Athletes find success in unusual season

Allison Greenwood, Reporter

“I’ve always been grateful for the incredible spirit in this school.  Pep rallies, rocking stands, and a community that fully supports its children,” football coach Bob Wager said in regards to sporting events prior to the outbreak of COVID-19.

As seniors tackle their final season of fall sports, they reflect upon their successes and setbacks. 

“I believe this year being so unique due to the pandemic has really bonded the squad and made us all closer as we go through this abnormal year together,” senior cheer captain Sydney Taylor said. “We have really had to rely on and uplift each other which has helped us get to know each other in more of a real-life conversational way versus in a cheer only environment.” 

Football practices throughout the pandemic have required discipline and patience of both coaches and student-athletes. 

While not actively involved in practice, players are socially distanced,” Wager said. “Most of our team is learning remotely for safety reasons… and I say, ‘Spread out’ 500 times per day.”

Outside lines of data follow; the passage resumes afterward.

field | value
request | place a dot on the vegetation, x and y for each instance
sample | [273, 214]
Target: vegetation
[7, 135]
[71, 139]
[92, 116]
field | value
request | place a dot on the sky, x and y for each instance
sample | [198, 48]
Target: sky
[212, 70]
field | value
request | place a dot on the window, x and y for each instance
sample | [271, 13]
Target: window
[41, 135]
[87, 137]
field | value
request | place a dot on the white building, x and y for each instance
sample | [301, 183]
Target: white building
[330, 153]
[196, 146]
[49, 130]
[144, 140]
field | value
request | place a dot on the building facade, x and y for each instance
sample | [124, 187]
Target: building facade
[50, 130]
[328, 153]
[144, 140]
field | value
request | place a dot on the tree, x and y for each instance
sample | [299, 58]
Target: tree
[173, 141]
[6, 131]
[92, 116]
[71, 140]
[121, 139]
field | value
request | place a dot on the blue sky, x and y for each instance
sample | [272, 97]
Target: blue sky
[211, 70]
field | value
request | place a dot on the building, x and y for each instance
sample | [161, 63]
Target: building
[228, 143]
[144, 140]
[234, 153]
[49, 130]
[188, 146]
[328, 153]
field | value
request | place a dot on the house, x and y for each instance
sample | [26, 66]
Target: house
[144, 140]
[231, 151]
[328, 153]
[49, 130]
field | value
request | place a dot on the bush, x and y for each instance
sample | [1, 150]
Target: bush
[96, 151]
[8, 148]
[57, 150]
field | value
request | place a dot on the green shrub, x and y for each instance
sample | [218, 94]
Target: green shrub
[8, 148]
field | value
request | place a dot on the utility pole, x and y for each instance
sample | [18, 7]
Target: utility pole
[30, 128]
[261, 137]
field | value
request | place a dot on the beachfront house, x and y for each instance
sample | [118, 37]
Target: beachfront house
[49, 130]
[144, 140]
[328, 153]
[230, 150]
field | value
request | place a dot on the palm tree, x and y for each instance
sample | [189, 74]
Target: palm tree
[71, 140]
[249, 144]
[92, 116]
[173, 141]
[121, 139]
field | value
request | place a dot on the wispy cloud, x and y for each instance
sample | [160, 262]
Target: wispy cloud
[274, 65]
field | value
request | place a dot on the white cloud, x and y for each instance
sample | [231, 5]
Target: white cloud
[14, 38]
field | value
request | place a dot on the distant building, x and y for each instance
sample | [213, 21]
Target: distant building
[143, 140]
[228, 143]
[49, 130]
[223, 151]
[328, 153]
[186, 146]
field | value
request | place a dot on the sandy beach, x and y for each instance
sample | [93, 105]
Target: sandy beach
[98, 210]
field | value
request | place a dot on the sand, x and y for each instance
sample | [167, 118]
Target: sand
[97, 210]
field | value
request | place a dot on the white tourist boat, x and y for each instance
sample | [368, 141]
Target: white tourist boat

The student section attendance at football games has been sparse compared to prior seasons. This hasn’t affected the overall mood of the football players, cheerleaders, and students in the stands.

“Having smaller student sections definitely seemed like a bummer, but the people that have been able to come and watch have brought a lot of energy to make up for the lack of numbers,” Taylor said. “The team brings energy no matter what, and the football team and coaches have also been great at adding energy.”

Along with the overcome challenges of COVID-19, there have been many setbacks for the athletic department. 

“The month of May brought a new challenge to the forefront,” Wager said. “We could not gather as a group during this time, which made it more difficult to listen, learn, love, and then lead.”

“Some negatives that the team has faced include being unable to host and perform at pep-rallies, not being able to attend camp, having less time to prepare for UIL competition, and having smaller crowds at games due to capacity restrictions,” Taylor said. 

Even with these abnormal circumstances, “We are optimistic about our ability to continue to play and play well,” Wager said. “I am extremely proud of our players, trainers, and coaches for their total commitment to playing as safely as possible.”

Along with football, cheer also has an optimistic perspective on the rest of the school year. 

We have recently found out we will be able to participate at competition in January, so that was a happy surprise,” Taylor said. “Hopefully, the situation is less severe in the spring and we have the opportunity to safely hold a spring pep rally.”

Many worries for the future have risen due to the decrease in funding through ticket sales and fundraisers. 

“I don’t think we’ll feel the financial effects of this in 2020,” Wager said. “I am concerned about the 2021/2022 school year as it pertains to finance.”

“Yes, the pandemic definitely made me realize how much I took for granted our packed student sections and spirit days, and pumped up game days,” Taylor said. “I’m so lucky to go to a school that has as much spirit and participation as Martin, and I’ll definitely cherish that more now.”